キリムNo.: KJ39304
産地: コンヤ、ベイリーオールドキリムクッション(ウール/ウール)
寸法: 35x51cm
長い間ストックルームの下で眠っていたキリムです。
春の日差しに誘われて広げたのは、100年近い上等のコンヤキリムです。光に充てると、藍、茶と黄はだ色(黄色がかった黄土色)は、「これが実力です」と言っているようです。上質のウールと植物の相性が良く、古さの持つ見事さは、どのような天気でも艶やかです。
すっかり無駄毛がなくなり心地よい肌触りが、落ち着いた色調のキリムを一層気持ち良くしています。しかし、見続けていると何かしっくりこない部分が見えてきました。
びっしりと入れられている色糸は、一目で誰もが熟練した織り手の仕事とわかるように、実になめらかです。しかし、しかし、天然の白色部分の織りは「フン?」と思わず声が出るほど落ち着かず、あっちこっちを向いており、明らかに初心者の仕事です。何が起こっているのでしょう?
これは遊牧民がテントの中で使った自家用チュアル(衣類袋)です。
織りを習得させる良い機会と考えた熟練した織り手は、なめらかに織られた自分の織りの先を、嫁入りが近い孫娘に織らせたのでしょう。祖母が撚った天然の白いウールは、太さも強さも均等です。

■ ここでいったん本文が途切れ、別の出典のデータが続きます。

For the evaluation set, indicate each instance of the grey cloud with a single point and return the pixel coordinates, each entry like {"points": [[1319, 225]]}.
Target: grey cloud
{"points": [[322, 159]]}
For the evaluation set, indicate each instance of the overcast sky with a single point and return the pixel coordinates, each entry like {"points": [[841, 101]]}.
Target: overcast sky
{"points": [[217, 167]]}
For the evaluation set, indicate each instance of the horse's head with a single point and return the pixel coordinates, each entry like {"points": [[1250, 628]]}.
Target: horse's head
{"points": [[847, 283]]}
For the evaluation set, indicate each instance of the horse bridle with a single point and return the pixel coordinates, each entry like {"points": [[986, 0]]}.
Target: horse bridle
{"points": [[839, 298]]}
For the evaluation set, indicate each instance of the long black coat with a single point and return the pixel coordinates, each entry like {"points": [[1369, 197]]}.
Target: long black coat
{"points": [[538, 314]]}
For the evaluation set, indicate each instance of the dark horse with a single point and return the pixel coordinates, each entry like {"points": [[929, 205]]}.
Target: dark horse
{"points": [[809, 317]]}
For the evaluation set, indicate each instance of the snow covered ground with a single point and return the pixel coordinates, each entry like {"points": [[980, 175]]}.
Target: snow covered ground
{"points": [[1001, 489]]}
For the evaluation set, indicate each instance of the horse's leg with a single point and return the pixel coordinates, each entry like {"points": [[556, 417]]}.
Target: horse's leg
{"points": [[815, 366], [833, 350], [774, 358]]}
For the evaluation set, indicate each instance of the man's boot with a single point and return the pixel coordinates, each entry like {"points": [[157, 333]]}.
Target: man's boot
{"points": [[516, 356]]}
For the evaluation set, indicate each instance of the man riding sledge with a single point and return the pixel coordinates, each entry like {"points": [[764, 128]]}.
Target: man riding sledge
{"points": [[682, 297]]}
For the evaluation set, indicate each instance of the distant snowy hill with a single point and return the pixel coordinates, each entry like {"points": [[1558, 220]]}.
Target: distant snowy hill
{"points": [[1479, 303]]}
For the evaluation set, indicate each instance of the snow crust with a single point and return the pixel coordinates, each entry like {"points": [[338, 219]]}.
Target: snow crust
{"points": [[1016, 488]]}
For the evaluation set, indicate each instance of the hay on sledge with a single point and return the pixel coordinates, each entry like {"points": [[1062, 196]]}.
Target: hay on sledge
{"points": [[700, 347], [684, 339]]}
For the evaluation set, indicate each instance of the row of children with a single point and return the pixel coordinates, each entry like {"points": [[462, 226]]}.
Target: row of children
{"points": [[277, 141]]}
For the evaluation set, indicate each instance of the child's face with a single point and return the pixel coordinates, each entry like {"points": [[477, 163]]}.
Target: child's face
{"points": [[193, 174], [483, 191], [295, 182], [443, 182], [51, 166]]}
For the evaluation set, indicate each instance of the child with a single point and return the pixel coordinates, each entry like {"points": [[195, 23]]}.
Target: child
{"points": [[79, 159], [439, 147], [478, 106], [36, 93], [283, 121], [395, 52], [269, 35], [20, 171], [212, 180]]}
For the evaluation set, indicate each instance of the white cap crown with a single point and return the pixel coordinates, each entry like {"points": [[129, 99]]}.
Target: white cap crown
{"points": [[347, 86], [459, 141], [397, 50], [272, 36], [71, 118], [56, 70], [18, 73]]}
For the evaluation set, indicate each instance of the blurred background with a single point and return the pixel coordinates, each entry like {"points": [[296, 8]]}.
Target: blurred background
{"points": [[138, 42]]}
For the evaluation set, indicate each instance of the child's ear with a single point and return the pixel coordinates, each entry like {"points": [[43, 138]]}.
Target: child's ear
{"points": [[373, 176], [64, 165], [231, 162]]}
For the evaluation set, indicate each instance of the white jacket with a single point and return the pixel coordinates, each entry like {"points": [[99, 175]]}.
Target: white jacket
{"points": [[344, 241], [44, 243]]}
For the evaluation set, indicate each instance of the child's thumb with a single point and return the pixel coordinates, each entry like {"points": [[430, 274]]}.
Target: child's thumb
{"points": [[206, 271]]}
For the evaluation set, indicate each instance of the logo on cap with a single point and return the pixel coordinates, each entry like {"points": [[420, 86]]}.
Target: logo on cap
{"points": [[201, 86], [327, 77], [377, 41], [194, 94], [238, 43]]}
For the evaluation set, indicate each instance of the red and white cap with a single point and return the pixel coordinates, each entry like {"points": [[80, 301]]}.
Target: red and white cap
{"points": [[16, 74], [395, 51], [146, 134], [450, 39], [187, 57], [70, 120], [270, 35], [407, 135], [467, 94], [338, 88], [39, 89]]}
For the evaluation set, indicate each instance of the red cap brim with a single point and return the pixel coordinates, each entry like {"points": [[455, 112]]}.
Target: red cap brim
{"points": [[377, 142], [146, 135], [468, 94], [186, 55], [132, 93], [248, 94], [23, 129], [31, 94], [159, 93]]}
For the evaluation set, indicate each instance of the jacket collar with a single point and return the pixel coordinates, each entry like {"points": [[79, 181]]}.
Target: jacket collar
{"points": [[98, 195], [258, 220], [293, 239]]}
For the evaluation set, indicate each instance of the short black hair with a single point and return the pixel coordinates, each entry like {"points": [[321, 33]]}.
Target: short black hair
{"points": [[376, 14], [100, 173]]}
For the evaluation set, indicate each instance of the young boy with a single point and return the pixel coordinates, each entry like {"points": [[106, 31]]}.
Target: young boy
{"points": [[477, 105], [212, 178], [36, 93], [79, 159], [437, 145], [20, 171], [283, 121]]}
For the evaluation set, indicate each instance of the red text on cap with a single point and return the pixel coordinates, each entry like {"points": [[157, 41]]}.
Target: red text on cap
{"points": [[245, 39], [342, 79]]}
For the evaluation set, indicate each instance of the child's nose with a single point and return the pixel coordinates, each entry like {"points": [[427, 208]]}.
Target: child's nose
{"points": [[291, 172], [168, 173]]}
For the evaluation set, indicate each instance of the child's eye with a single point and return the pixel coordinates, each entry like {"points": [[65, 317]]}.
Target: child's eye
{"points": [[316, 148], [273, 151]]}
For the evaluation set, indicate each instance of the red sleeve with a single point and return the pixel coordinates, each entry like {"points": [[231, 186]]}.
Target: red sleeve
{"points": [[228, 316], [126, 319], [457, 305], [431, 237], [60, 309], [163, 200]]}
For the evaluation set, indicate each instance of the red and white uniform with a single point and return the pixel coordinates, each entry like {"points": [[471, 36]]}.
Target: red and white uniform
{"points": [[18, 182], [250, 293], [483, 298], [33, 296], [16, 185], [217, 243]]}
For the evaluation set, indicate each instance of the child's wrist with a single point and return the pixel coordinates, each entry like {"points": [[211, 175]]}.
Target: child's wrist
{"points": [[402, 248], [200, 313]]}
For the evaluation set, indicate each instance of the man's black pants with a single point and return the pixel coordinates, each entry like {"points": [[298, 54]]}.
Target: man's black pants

祖母の織りを、見よう見まねで引き継いだ孫娘は、緊張と嬉しさからか、糸が中々均等に入れられません。懸命に努力を重ねた結果、祖母と孫娘の競作チュアルが出来上がりました。
15~6で嫁ぐ娘たちの持参品キリムを織るのは母や祖母です。糸、染め、織りの三拍子がそろった出来栄えが上等の持参品キリムをもって嫁ぐ娘は、良い嫁として、婚家でかわいがられたそうです。
若い娘は、これからは婚家で新しい家族のためのキリム作りに励まなければなりません。
そんな孫娘を心配しながら、良いキリムの織り手となり、部族の伝統を次世代に伝える担い手となることを願いながら、出来栄えに目を細める祖母の姿が見えます。
こんなストーリーを考えながら向き合うと、新人と熟練者の競作であろうキリムの担う役割に、思わず背筋が伸びます。一家の歴史と愛情が詰まったキリムです。。